# Unlock Nokia 6300 phone



## Happy Girl (12 Aug 2011)

My son has broken his phone & his pal has given him an old Nokia 6300 phone to use. Problem is its on the vodafone network & my son is with meteor. Is there any cheap or better still free way to unlock the phone.


----------



## PaddyBloggit (12 Aug 2011)

I've used this crowd:

http://www.unlocking.com/Phones-We-Unlock.html

(No connection)


*Edit:*

This is the last crowd I dealt with:

http://www.mobilecode.co.uk/

I had my code within 24 hours. Cost approx €20 to unlock.


----------



## alexandra123 (12 Aug 2011)

Get the pal to contact Vodafone and they should be able to unlock it for you. They will do it free of charge , but they might not give you the code straight away.


If any of you are already on the vodafone network, then just get them to ring up. I dont think it has to be the original owner.


----------



## Guest105 (12 Aug 2011)

Happy Girl said:


> My son has broken his phone & his pal has given him an old Nokia 6300 phone to use. Problem is its on the vodafone network & my son is with meteor. Is there any cheap or better still free way to unlock the phone.

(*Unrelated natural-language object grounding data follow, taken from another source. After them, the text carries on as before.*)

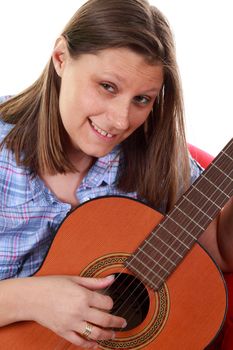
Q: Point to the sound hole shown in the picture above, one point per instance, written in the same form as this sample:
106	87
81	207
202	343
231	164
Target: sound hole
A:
131	299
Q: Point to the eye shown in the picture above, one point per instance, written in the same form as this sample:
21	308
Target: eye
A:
108	87
142	100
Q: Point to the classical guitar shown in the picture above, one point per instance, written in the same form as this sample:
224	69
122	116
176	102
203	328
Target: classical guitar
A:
167	286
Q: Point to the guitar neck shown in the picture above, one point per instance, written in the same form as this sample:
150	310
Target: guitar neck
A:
166	246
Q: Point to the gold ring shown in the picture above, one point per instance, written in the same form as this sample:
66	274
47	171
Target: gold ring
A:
87	331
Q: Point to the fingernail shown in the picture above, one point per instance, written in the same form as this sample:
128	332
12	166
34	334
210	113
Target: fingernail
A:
113	335
110	277
124	324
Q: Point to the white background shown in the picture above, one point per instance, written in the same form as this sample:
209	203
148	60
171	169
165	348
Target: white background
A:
203	31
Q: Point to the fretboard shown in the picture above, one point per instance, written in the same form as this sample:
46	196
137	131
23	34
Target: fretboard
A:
166	246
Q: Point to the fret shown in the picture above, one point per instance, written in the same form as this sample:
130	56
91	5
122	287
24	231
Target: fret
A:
197	208
158	251
227	155
181	225
168	246
170	241
221	171
217	187
191	220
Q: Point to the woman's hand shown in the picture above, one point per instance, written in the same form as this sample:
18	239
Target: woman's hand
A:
65	304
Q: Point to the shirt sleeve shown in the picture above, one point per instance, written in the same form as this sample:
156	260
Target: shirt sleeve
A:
195	170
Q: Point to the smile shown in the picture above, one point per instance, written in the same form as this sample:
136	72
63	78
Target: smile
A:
101	131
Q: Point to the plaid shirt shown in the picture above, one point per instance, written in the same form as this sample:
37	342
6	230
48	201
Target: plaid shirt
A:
30	213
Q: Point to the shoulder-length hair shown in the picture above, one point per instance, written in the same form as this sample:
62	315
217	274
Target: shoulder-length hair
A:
156	156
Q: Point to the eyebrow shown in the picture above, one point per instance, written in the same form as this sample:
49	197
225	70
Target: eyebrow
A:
121	79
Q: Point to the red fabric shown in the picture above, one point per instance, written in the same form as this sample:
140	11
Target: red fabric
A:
224	340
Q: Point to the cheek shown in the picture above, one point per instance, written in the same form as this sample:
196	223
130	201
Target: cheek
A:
139	118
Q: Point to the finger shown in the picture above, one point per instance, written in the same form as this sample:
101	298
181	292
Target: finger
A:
78	340
96	333
94	283
104	319
100	301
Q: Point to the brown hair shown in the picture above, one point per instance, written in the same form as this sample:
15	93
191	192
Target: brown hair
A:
156	157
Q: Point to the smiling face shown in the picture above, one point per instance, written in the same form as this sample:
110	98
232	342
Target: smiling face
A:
104	97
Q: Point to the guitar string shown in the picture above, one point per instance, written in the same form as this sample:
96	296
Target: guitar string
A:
132	315
130	283
145	299
140	282
170	247
135	300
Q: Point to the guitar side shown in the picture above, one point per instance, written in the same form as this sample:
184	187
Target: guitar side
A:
95	240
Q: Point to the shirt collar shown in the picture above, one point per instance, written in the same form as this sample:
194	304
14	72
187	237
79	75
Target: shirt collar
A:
104	170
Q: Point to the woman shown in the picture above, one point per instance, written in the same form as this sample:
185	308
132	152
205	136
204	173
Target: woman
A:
104	118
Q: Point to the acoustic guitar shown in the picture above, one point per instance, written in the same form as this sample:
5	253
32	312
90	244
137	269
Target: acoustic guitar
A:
167	286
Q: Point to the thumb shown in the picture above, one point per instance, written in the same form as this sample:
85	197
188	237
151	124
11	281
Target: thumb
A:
95	283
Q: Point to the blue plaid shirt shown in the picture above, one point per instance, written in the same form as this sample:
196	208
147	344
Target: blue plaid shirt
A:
30	213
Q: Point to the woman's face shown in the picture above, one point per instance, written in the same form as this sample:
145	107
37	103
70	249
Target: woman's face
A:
104	97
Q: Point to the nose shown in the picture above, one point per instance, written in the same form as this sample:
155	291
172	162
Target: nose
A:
118	114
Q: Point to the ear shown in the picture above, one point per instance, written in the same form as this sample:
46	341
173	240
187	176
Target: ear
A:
60	55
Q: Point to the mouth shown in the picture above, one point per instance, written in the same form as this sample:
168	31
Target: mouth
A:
100	131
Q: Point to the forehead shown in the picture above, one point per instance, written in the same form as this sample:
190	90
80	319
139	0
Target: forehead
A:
126	66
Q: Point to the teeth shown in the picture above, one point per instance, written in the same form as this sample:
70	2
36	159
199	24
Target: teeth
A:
101	131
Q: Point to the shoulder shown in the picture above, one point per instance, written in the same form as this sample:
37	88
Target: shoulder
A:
14	179
4	127
195	169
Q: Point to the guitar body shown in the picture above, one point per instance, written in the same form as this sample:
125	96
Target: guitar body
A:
95	240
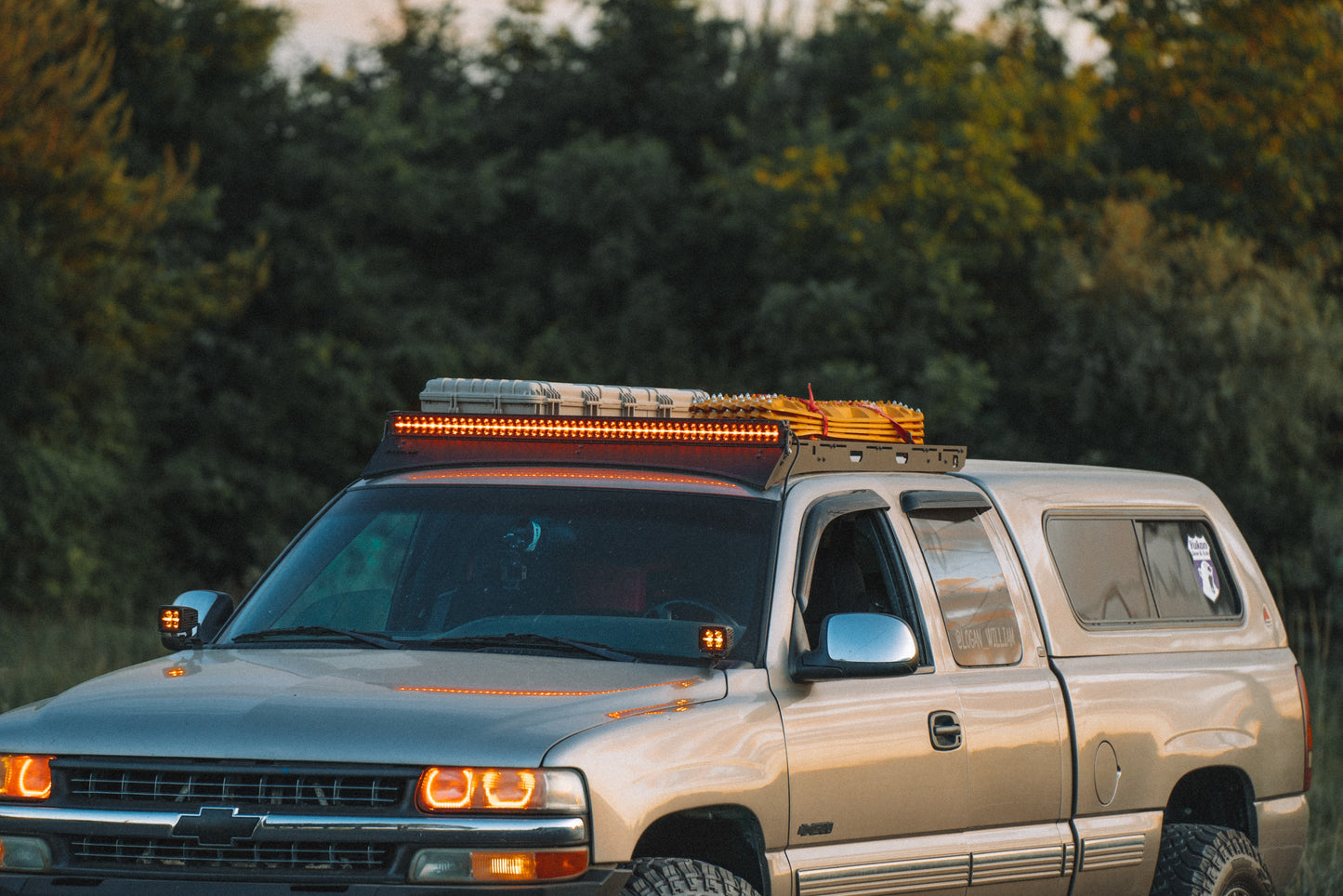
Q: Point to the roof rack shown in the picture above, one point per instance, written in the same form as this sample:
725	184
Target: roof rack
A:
516	422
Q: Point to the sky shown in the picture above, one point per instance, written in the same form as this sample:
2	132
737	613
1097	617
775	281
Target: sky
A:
323	30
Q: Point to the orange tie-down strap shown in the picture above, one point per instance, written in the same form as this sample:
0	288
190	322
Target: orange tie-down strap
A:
845	421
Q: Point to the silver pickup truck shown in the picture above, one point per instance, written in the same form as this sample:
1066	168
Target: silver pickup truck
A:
549	648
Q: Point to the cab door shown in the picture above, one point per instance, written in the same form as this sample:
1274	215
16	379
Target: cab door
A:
1013	714
877	766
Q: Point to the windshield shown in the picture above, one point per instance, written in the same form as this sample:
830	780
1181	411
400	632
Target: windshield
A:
520	569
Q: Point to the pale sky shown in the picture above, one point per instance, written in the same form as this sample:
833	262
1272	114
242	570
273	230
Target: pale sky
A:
323	30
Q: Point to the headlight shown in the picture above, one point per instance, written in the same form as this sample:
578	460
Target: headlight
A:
24	777
458	789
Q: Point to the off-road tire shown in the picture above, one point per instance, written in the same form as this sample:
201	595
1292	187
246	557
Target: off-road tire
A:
1202	860
684	877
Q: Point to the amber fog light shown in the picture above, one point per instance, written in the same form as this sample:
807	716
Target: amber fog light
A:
24	854
495	866
24	777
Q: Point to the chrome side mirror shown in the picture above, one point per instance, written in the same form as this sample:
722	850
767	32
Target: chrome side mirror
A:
193	618
860	645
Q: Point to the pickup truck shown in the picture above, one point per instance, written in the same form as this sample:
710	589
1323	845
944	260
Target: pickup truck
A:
587	641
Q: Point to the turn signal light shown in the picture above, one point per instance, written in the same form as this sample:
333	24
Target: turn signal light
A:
469	866
459	789
24	777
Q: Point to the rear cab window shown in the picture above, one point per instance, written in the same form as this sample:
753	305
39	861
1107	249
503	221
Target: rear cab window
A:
1128	570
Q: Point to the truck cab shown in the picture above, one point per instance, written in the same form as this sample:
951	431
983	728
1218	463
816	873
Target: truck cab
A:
586	641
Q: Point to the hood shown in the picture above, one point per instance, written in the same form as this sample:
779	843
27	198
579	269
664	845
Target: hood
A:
349	705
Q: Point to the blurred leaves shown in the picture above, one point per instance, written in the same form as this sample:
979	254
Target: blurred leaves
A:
217	277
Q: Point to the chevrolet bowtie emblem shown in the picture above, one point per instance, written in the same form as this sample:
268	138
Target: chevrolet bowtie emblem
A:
217	826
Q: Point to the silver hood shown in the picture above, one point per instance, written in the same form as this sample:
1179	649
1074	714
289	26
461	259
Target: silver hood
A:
349	705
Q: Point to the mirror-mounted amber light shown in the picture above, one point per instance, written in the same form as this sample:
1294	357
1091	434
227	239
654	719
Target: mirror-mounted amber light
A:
716	641
458	789
178	625
24	777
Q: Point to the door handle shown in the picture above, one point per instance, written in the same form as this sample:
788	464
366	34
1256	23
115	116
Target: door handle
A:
944	730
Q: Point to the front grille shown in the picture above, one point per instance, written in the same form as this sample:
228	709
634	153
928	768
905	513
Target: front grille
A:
244	787
343	859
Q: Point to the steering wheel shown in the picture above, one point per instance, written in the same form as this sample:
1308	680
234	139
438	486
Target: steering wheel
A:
666	610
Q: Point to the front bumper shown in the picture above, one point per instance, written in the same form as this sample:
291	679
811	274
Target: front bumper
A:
597	881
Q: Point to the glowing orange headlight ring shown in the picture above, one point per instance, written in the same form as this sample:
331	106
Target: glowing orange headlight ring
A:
453	789
26	777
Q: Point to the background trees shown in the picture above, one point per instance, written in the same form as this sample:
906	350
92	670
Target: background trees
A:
217	277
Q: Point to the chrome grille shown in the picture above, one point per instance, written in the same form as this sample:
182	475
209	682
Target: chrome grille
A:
237	787
247	857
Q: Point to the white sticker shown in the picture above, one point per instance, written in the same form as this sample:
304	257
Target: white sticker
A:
1202	555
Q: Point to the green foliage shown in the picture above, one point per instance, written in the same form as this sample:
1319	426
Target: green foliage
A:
1180	350
1128	262
90	292
1240	104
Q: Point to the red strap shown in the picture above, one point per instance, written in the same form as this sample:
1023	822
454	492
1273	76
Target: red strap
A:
900	430
815	409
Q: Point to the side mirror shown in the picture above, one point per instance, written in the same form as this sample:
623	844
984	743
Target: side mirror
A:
860	645
193	618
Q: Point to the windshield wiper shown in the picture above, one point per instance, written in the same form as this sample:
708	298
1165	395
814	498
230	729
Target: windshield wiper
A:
362	637
530	639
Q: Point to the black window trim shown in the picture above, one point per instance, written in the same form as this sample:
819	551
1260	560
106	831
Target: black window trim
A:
1135	518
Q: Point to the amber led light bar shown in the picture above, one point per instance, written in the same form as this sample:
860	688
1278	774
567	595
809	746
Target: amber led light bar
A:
667	431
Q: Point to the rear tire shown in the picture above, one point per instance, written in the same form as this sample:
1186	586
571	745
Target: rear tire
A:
684	877
1202	860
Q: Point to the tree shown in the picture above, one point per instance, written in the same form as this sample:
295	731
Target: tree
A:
905	208
87	300
1177	349
1239	104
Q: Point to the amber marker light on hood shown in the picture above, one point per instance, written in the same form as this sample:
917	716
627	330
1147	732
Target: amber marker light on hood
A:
445	789
23	777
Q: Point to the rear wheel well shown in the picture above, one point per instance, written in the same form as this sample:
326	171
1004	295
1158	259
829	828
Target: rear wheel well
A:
724	836
1222	797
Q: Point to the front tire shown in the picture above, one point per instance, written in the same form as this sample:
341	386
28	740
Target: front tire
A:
1204	860
684	877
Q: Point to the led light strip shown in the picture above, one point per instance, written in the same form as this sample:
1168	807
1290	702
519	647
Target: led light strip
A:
588	428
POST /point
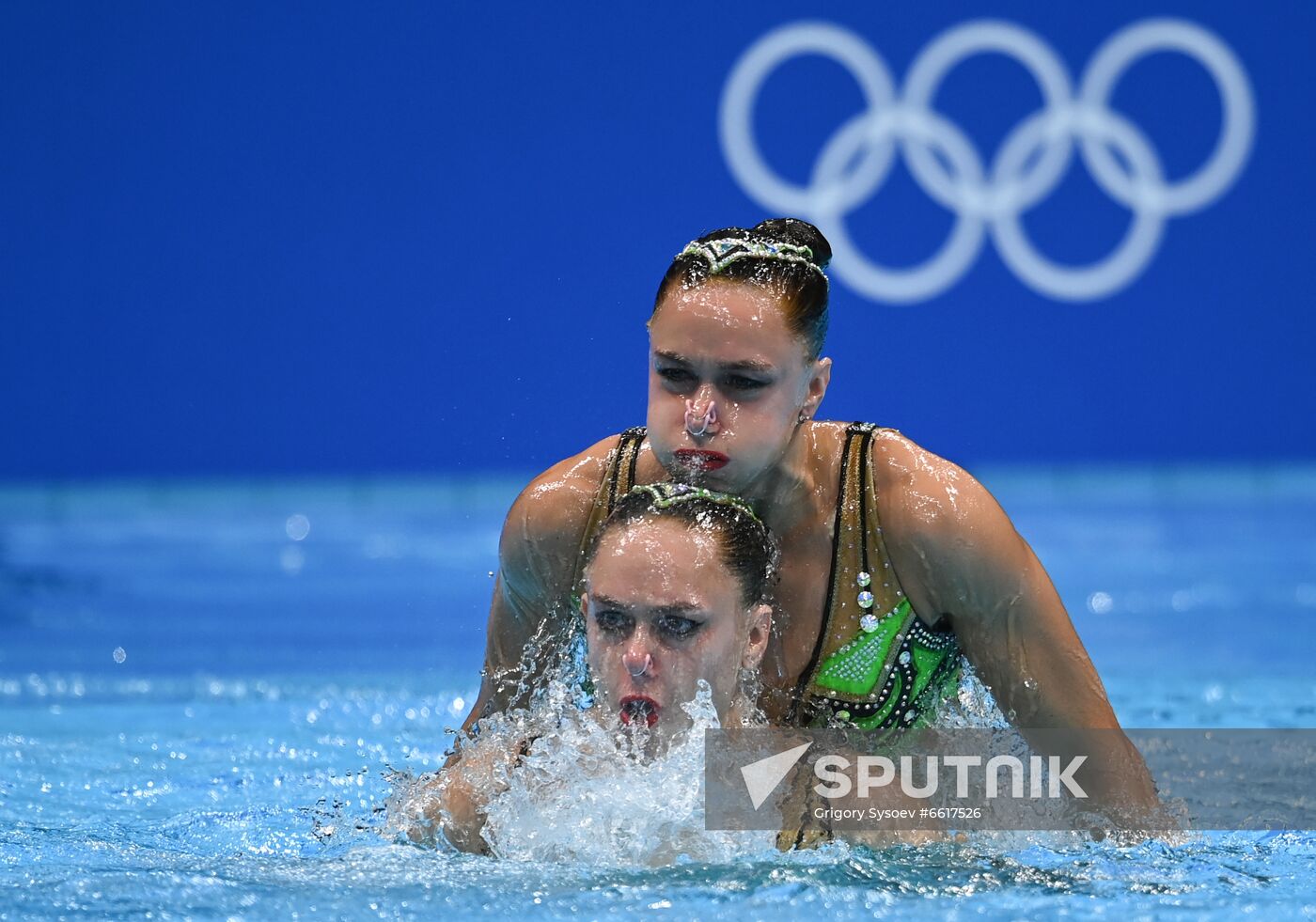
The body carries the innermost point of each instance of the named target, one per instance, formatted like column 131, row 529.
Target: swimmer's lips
column 700, row 460
column 640, row 707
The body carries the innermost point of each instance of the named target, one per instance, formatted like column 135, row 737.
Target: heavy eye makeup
column 682, row 379
column 614, row 622
column 678, row 628
column 673, row 628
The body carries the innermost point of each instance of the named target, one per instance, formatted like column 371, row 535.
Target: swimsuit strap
column 619, row 477
column 875, row 664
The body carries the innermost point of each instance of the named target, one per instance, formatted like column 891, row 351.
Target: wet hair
column 802, row 289
column 747, row 549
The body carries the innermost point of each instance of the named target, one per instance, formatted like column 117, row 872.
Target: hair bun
column 800, row 233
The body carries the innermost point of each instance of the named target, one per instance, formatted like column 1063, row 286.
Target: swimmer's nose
column 701, row 414
column 637, row 662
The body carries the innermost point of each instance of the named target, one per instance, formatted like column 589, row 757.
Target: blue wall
column 331, row 238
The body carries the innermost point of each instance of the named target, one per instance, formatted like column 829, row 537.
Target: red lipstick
column 700, row 460
column 640, row 708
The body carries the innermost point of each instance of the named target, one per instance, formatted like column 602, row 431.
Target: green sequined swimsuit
column 875, row 664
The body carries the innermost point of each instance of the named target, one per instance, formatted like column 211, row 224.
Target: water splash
column 595, row 796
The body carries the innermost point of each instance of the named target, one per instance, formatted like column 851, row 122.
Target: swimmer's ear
column 760, row 629
column 819, row 379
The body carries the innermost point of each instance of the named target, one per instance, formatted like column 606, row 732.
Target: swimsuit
column 875, row 664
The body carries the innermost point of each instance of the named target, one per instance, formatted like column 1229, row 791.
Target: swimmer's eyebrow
column 678, row 608
column 747, row 365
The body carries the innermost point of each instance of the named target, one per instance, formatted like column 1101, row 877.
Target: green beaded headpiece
column 721, row 253
column 666, row 494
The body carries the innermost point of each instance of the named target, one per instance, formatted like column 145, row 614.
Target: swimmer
column 677, row 586
column 895, row 562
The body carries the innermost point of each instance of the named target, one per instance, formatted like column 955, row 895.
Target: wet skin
column 664, row 612
column 954, row 550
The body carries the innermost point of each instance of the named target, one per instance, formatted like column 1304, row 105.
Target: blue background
column 249, row 238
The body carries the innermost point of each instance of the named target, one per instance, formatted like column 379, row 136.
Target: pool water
column 206, row 688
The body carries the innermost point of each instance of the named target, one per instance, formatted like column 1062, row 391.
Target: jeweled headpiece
column 721, row 253
column 665, row 494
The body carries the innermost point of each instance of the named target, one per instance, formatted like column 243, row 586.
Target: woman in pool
column 894, row 560
column 677, row 583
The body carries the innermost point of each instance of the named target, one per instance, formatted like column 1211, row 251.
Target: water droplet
column 298, row 526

A tip I learned on AAM is to ring Meteor and tell them you want the unlocking code for the phone as you are going to another country for a couple of months and you want to be able to use a local sim card.


----------



## alexandra123 (13 Aug 2011)

> A tip I learned on AAM is to ring Meteor and tell them you want the unlocking code for the phone as you are going to another country for a couple of months and you want to be able to use a local sim card.


 
Th above will only work, if you contact the originator of the phone lock. Meteor can only unlock phones locked by meteor, vodafone can only unlock phones locked by vodafone. Meteor should not have the unlock code for a vodafone lock. They will have an unlock code for that phone, but it wont work - as it is not the vodafone unlock number.


----------



## Guest105 (13 Aug 2011)

alexandra123 said:


> Th above will only work, if you contact the originator of the phone lock. Meteor can only unlock phones locked by meteor, vodafone can only unlock phones locked by vodafone. Meteor should not have the unlock code for a vodafone lock. They will have an unlock code for that phone, but it wont work - as it is not the vodafone unlock number.



you are correct I meant to say contact vodafone


----------



## DrMoriarty (13 Feb 2012)

I've used the third option described here without any difficulties, but your mileage may vary. I think it only works with the older dc4-type 'phones (of which the 6300 is one).


----------



## mark1 (11 Mar 2012)

DrMoriarty said:


> I've used the third option described here without any difficulties, but your mileage may vary. I think it only works with the older dc4-type 'phones (of which the 6300 is one).



Used this option yesterday, worked first time, cost nothing, thank you very much


----------